Rare Variants Associated With Pediatric Cancer Treatment-Related Second Malignant Neoplasm Risk.

Abstract

Purpose: Survivors of childhood cancers are at risk of second malignant neoplasms (SMNs). Exposure to radiation therapy and different chemotherapy agents are known risk factors for SMN development. However, there remains interindividual variability that could be attributed to genetic variations. Our study aims to identify rare genetic variants associated with SMN risk and assess the influence of treatment on the associated risk of these variants.

Materials and methods: We conducted a whole-exome sequencing in a nested case-control study within the French Childhood Cancer Survivors Study for 450 survivors including 163 cases and 287 controls. Rare variants in genes within replication, recombination, and repair pathways were selected. Gene-based association tests were conducted and a logistic regression analysis was used to estimate the effect of selected genes on SMN risk, adjusting for relevant clinical variables. Specific analysis restricted to breast and thyroid SMNs were also performed. Stratified analyses on the basis of the radiation doses received by the bone marrow and specific organs were also conducted.
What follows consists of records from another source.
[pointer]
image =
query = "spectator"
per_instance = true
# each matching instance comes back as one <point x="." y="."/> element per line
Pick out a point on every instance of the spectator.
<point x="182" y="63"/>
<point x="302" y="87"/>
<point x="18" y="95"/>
Results: We have identified several genetic associations: the RNASEL and APOBEC3F genes (odds ratio [OR], 5.43 [95% CI, 1.76 to 20.44]; P = .0055 and OR, 4.8 [95% CI, 1.28 to 22.95]; P = .027, respectively) are associated with the risk of SMN, while the FANCM gene (OR, 4.65 [95% CI, 1.06 to 21.56]; P = .041) is associated with the risk of developing breast SMN.

Conclusion: This study provides new evidence regarding the involvement of genetics in the development of SMN. Additional research is needed to confirm these results and uncover the underlying mechanisms behind these associations. If replicated, these findings will help identify survivors at higher risk of developing SMN, enabling tailored treatment and follow-up strategies.